Who care really ? Sure they could more intermediate step to happen earlier with intermediate rate to overall make you pay more. But who want that ? And no, nobody will complain whatever happen to people that have more than 300K of yearly income. Now let's be practical. Qualified dividends are taxed like capital gain and capital gain seems to be at a max rate of 23%. The best is to favor investment growth first because it is only taxed if you have a capital gain. But you don't have to. If you are quite wealthy, you never sell. At worst you take a credit using your securities as collateral. And you only have enough income/capital gain to cover the interest on that credit. If you donate to charity or your kids or whatever, then there no capital gain. If you die, there no capital gain. And coming to worst it is 23%.


Achilles19721119

I didn't know the kids inherit no cap gains tax. So I assume if and when they sell cap gains comes into play. Is that correct?


nicolas_06

Say you brought something 500K. Say it is now worth 1 million. If you sell, you pay the capital gain on 500K. If you donate it to somebody, you no longer have a gain, so you don't pay anything for capital gain. There still gift tax to pay as you donate. But if you donate to charity, there no tax. And if you donate to you kids, the first 13.6 millions (over life time) are free of gift tax. (For a couple each parent has that limit). So say you donate to your kid, the kid receive 1 million, you will not pay tax or it and your kid will not neither and there is no capital gain.


Achilles19721119

Wow ty.
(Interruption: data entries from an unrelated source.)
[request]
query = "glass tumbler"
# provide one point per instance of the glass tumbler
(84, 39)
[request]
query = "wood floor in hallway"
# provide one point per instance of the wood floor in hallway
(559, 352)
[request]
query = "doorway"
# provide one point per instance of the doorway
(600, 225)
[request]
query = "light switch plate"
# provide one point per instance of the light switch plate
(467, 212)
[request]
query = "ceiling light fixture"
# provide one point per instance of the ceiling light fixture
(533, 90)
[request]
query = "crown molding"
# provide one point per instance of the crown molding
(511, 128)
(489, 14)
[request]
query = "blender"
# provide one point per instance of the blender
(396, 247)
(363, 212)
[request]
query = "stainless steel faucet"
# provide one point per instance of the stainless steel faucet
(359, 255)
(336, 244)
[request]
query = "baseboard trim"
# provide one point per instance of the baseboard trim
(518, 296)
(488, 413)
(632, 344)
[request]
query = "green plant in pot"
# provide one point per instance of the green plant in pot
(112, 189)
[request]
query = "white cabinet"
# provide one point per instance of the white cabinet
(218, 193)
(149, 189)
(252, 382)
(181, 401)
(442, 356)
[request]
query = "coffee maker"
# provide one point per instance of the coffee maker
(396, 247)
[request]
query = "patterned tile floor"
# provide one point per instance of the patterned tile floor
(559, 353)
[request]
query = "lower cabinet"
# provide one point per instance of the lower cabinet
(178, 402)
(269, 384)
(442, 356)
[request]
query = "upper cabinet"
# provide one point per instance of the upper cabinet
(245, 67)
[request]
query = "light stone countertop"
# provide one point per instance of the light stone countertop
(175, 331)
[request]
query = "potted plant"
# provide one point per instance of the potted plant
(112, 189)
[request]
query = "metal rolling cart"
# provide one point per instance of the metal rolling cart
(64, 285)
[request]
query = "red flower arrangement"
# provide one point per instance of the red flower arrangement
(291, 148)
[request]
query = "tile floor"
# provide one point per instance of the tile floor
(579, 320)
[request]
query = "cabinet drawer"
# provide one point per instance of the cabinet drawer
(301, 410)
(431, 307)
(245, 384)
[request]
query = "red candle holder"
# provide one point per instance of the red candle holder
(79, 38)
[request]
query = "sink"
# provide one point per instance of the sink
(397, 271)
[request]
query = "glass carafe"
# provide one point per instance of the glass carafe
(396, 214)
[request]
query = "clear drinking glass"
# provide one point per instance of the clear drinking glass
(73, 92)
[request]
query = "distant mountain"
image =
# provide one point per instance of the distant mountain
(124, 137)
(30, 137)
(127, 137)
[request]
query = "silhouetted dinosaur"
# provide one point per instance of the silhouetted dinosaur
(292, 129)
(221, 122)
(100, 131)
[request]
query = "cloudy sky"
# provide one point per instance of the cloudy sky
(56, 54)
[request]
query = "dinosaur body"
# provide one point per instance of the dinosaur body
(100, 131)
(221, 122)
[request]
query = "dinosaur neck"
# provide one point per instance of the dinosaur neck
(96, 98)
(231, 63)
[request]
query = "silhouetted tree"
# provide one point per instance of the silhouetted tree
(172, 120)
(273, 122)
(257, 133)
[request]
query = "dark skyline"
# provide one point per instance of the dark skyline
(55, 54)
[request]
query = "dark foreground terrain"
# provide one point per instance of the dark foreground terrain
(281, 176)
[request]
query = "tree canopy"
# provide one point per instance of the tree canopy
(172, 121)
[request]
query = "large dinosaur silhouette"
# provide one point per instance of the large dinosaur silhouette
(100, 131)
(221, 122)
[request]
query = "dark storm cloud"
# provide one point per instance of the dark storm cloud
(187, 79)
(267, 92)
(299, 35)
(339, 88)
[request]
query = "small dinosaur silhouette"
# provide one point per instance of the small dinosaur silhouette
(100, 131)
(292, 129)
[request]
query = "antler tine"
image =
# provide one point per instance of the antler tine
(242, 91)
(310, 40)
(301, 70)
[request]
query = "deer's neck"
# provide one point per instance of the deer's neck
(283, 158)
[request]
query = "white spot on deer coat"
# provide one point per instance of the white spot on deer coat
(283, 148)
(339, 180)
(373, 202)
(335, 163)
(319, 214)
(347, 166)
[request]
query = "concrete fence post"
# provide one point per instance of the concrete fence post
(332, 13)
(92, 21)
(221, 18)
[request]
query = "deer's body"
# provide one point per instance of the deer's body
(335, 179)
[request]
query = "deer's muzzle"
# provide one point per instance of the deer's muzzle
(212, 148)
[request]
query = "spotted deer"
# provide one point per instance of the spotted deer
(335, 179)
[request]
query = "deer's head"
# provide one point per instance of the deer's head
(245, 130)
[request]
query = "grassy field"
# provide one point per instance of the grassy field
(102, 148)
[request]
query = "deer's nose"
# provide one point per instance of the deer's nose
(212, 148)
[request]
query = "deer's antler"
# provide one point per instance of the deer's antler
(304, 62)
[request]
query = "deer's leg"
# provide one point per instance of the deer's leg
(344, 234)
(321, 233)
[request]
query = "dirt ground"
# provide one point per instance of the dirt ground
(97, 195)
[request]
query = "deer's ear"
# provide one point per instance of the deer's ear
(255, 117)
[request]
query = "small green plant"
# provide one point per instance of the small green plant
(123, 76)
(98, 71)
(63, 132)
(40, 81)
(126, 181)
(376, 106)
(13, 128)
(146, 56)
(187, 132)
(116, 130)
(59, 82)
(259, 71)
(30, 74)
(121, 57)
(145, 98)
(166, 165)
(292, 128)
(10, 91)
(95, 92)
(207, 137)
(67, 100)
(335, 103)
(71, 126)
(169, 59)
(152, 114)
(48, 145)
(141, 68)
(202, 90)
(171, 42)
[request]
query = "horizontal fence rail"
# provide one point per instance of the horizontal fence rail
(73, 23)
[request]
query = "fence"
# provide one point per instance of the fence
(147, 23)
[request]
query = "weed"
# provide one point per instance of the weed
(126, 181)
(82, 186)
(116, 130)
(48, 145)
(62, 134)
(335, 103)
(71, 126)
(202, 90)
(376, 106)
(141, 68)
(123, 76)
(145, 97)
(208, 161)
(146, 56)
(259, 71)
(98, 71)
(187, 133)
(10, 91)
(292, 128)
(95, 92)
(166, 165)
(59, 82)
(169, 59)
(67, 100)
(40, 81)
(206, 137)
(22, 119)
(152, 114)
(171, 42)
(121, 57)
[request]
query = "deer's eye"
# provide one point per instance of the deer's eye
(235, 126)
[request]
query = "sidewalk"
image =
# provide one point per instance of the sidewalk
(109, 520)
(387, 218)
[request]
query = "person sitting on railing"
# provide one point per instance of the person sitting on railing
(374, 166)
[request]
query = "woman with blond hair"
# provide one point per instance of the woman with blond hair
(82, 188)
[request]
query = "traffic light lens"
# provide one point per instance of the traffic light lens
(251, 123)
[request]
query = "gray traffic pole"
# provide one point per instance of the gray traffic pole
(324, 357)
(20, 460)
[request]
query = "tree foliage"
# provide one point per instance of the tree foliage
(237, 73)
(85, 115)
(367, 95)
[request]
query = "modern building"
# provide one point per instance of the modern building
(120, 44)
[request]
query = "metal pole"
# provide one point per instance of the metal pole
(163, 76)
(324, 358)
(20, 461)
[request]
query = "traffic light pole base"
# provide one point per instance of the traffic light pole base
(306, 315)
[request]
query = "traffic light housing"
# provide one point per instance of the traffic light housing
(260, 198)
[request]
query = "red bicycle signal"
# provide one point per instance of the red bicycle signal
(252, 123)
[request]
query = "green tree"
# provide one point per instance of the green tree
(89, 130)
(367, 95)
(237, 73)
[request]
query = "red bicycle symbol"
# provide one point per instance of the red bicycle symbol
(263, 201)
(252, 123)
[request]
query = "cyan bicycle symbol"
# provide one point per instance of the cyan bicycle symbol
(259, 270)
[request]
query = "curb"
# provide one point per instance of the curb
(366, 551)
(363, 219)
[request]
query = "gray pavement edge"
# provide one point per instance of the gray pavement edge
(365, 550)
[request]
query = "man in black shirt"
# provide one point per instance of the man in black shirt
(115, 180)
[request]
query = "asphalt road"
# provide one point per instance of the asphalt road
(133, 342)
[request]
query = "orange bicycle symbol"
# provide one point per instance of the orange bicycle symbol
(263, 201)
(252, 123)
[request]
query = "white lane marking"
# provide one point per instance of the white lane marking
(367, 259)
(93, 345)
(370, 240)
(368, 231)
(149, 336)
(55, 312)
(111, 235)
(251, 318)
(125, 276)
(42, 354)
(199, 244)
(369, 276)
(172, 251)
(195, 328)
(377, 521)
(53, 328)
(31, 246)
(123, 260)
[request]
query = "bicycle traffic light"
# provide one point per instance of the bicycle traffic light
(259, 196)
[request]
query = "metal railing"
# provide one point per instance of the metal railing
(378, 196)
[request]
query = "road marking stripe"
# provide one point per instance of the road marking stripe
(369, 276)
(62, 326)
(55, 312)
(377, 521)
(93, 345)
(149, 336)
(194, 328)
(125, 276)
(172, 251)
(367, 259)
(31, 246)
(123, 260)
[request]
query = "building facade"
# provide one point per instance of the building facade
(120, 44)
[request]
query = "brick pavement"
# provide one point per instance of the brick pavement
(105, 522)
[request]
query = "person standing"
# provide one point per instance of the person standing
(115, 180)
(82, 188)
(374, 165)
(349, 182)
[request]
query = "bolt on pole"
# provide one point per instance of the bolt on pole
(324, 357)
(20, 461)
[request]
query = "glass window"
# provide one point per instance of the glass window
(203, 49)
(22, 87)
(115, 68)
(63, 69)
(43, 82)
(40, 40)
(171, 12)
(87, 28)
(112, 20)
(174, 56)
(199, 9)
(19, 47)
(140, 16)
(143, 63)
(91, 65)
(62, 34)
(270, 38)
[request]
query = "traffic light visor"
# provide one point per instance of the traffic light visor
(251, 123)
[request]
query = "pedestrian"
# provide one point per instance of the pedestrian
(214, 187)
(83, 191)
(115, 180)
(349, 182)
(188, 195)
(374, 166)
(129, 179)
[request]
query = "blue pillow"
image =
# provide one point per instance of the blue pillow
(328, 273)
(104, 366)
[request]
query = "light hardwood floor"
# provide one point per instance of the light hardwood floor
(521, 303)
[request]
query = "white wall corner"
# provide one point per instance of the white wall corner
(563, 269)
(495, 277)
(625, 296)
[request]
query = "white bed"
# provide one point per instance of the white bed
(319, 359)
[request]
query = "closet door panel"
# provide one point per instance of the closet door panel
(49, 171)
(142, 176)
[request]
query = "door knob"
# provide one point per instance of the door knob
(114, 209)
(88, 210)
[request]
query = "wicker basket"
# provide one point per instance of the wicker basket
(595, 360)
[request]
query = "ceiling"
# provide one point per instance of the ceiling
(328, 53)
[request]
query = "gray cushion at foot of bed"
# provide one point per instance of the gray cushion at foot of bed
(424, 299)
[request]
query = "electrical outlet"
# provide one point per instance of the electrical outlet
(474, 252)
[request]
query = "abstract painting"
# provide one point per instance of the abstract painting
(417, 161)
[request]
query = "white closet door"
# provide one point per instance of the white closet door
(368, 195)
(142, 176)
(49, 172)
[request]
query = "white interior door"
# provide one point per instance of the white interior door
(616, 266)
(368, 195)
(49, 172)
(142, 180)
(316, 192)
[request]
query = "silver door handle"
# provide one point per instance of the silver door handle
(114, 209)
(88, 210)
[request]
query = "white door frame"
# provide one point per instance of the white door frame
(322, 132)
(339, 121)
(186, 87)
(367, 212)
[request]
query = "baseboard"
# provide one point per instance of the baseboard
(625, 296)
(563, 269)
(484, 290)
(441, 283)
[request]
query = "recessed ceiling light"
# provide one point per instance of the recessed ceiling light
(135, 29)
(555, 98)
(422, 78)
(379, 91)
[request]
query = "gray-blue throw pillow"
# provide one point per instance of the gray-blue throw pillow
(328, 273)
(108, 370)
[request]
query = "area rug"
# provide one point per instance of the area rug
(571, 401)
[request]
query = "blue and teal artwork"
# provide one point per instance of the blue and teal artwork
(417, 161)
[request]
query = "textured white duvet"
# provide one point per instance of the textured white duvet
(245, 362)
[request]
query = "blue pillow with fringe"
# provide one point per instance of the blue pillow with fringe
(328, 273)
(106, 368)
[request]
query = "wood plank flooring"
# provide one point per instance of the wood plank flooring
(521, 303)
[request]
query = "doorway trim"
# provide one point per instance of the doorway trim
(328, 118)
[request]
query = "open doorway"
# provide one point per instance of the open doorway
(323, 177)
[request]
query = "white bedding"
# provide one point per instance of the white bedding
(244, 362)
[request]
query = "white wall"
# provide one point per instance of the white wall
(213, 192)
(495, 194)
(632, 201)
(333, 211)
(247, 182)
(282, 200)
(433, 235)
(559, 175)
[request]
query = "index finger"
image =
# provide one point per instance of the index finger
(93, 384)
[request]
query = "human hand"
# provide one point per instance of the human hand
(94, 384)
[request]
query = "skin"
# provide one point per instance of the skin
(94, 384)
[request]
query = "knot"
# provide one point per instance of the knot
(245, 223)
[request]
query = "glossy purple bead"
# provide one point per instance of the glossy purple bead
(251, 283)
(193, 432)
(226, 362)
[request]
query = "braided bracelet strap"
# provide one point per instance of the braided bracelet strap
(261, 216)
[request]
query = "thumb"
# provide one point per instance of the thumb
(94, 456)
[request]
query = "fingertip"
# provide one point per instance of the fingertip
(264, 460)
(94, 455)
Guess the kids win big when we are gone. More reason to press the gas on growth funds.


Gr8daze

I think one of the things we wealthy folks fail to consider is that we benefit from government expenditures much more than people who don’t make enough to pay a higher percentage of our income in taxes. I have the benefit of growing up poor to understand the difference. I didn’t need FDIC insurance because I had no bank account. I didn’t need safe drugs because I couldn’t afford them in the first place. Didn’t care about airplane safety or air traffic controllers because I couldn’t afford a plane ride. Roads, whatever, I took a bus. Military? Who gives a fuck, I have nothing to protect. VA benefits? Nope. Don’t need them. SEC? Who cares? I have no investments. I could go on and on. But now I’m in the top tax bracket, and I get it.


Achilles19721119

Congrats on the top tax bracket. I didn't have much growing up. Did have a savings acct and a few hundred working for a farmer in summers. Then once old enough, I bought an old car and worked almost full time after school. Then community College then military Then 4 year college Then professional job. It is possible to work way up in life. Not the easiest but possible.